What is not clear is whether the costs of participating in a course that a student might face as a result of the campus being restricted (ie home heating, purchase of IT or seating etc) would represent this type of cost.

This exercise being carried out by UCLAN SU is gathering information from students on the extra costs they have faced and would help provide evidence on hidden course/participation costs into any review.

What if the university finds a problem or problems?

The law provides for two special remedies which are available where a service does not conform to a term included in the contract – repeat performance and price reduction.

These remedies are only likely to be available to the extent that the changed delivery does not fall within the scope of a valid force majeure clause, or the disruption constitutes a variation outside the scope of any valid variation clause.

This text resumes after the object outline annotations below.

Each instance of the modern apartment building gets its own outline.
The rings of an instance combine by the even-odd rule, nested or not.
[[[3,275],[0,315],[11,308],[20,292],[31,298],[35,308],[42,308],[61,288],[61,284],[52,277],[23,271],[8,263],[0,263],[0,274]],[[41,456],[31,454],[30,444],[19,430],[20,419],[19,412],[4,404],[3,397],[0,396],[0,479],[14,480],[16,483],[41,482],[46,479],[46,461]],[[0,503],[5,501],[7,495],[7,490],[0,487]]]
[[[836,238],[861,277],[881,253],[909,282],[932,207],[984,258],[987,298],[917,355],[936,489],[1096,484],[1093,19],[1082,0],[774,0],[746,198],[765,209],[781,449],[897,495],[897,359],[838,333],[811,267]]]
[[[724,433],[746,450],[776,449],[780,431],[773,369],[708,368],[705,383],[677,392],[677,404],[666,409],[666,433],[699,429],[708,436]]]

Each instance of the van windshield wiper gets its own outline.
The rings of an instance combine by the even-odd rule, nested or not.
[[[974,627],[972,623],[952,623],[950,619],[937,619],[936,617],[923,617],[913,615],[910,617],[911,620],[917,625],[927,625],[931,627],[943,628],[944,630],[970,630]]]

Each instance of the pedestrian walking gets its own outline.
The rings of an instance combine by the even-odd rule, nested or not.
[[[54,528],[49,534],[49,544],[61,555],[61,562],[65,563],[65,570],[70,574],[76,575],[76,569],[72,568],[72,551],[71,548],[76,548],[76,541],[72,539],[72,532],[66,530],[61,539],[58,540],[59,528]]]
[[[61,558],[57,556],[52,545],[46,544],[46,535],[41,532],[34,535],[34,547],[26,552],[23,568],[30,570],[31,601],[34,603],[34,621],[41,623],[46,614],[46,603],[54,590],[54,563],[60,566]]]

Price reduction is only available where a student cannot require repeat performance because completing performance in accordance with the contract is impossible, or they have required repeat performance but the university is in breach of the requirement to do it within a reasonable time and without significant inconvenience to the student.

Universities may not be able to make up for lost teaching/services/opportunities and it may be difficult for them to do so within a reasonable time as the end of the academic year is approaching. In these circumstances, if students requested repeat performance the university would therefore be unlikely to fulfil the requirement to perform within a reasonable time and without significant inconvenience to the student. Students would therefore be able to request a price reduction instead.

There’s a QAA briefing on the sorts of changes that universities might be thinking about making to courses with practical elements on the site. Remember – the QAA has a focus on the components that a student needs to successfully meet the learning outcomes of a course. That is likely to be different to (although there will be an overlap) components that students have generally been “sold”.